I hold out my hand and demand my papers back. How could I miss this?
The man makes some excuse but I am firm.
“Give me that,” I say, and he finally does. He tries to intersect himself into my deal with the man selling SIM cards, tries to pay in my stead but I pay and get on my way without looking at him. I am upset at him, his audacity! He offers to carry my bag, then asks me where I am going. I ignore him and his loud gesturing around me, his fast speech, his forcefulness. I have to ask for the way to Saint-Louis and hearing this he stops a horse carriage-taxi for me. I lift my bag up myself, greet the young boy driving and climb inside.
The “guide”, of course, demands money. I tell him no. Then he demands a “cadeau”, a gift. I tell him no, again. Once, three times, he keeps insisting until finally, I raise my voice at him in a mix of frustrated Swedish and French.
“I never asked for your help! You were the one who took my documents and ran your way with them! I will not give you money for that and I will not give you a gift!”
I see heads turn our direction on the roadside. The man falls silent. I ask the boy to leave, and we do.
In the carriage I breathe and try to calm my self. I have crossed. My mouth is so dry it hurts. The stress running off me with the sweat. The sun is setting, still hot and painting everything in a warm, golden light. The carriage sways over the sand streets and the boy is calm in his place next to me. Tentatively I try to have a conversation with him, try to calm my self further. He is very, very kind and sweet. At nineteen he is the oldest of seven siblings. He tells me that his mother bought him the horse and that his name is Billy Joe. A soft smile flashes over his face when he says that. You should be in school, I think to myself. He greets everyone we pass and I ask him to teach me how to do that in Wolof. Soon, I am greeting everyone too.
In the shared taxi to Saint-Louis I am charged a ridiculous price for my luggage and we wait an excruciating amount of time for the taxi to fill. The people waiting are talking loudly and it reminds me of people talking and joking in Mozambique, a reminder of home in a way, but I am too tired and they mostly annoy me. I call a friend to complain and ask for sympathy, my head throbbing and mouth dry like concrete.
When finally the taxi is ready to leave I am crammed into the back-back seat and endure the hour-long ride slumped forward, too tall to sit upright. At this point I am ready to cry, but outside my window the big baobab trees tower curiously over the green fields and the orange setting sun is reflected in the water reserves looking so new and different to my eye after the month I’ve spent in the desert that I am simply left awing, forgetting. I speak to the man sharing the backseat with me. He is an English teacher and tells me about the book he is writing. I overcome my mood and my shyness and ask him about how to get to the camping I’ve set out for, whether he knows it. We chat and he spends many good minutes thoughtfully googling options for me and I don’t even feel bad about it.
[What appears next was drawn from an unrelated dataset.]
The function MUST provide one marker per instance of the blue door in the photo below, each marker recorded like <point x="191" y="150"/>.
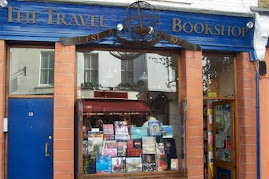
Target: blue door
<point x="30" y="142"/>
It is dark when the cab drops me off at a busy market. Lights are flashing, meat is being grilled, loud taxi drivers gathered and cracking jokes at the end of the day. People drink bissap, red sweet hibiscus juice from small plastic bottles. I buy a bottle of cold water and down the liter almost instantly. Better.
The English teacher told me and also the taxi driver the name of the village to ask for but I can not pronounce it and I forget it almost immediately. The taxi driver helps me ask. I manage to gather a small circle of taxi drivers around me and by sheer survival instinct I find the energy to haggle playfully with them, laugh and drive down the price of the currency I don’t even know yet;
“Why would I pay 3000 to go 20km, when I just paid 2500 to come all the way from Rosso?” My dad would be proud, I think to my self with a smile. The price stays at 3000, which is better than the 8000 we started at. In a passing taxi my best offer is matched and without further ado we are off along the dark countryside, the radio playing fast, compact rhythms and the two men in the front of the car quiet in the dark.
I am let off into silence and the car drives off. Only a few houses stand along the road. The blue dot on my GPS indicates that here is right. I step into the first little shop and ask if there is anyone selling cooked food nearby. The older man tells me there isn’t. I ask for bread and a soda, hoping to find something more substantial at the camping despite arriving late. He, too, is kind and calm to me.
“I would invite you for dinner,” he says, but I tell him I need to be on my way. It is not true, I don’t need to; I just want to arrive already. With the comforting carbs clutched in my hand I set out into the dark towards the sea. The moon lights the passage between two bodies of water to my sides. If I don’t find the camping I can alwaýs sleep in the bushes, I muse. It seems calm enough.
But I do find the camping. It is a big, nicely lit and beautifully designed place, with a bar and fairy lights and cricket song and low voices from the few people hanging around. Made for Europeans, I think. The woman receiving me is European herself and visibly upset with me for arriving late and unannounced, but the man working in the kitchen is kind and heats some cooked potatoes and fish sticks for me; if he minds having been put to work at this hour, he doesn’t show it. I eat gratefully and later we chat in a murmur. Afterwards I pitch my tent and drown myself in mosquito repellent.
I am exhausted way down into my gut, my breath itself is tired as it gathers like lead in my lungs, but I am feeling way better after having downed the liter of water and after having eaten a dinner kindly heated for me. After having received just the little kindness from the boy in the horse carriage, the man in the shop, the man in the kitchen. With my belly full and feeling safe, I am happier. Tomorrow I will give a malefha to the kitchen-man to give to his wife, I decide; a gift weighing down my bag which I could not refuse because there is no word for “no” when it comes to gifts in Mauritania.
I step out from the behind the trees and onto the beach. The sea is so loud here and I don’t know where the roar comes from. By the beach itself there are no waves; the water simply laps, licks gently against the sand, quiet, but there is a lot of noise of waves crashing somewhere and it carries all the way here. And the crickets are singing so loud, and the moon is shining so bright
and I am in Senegal and I arrived today.
I hope I will get to sleep for a long time.
And I hope I will make it to Dakar.
Everything else will be clear tomorrow.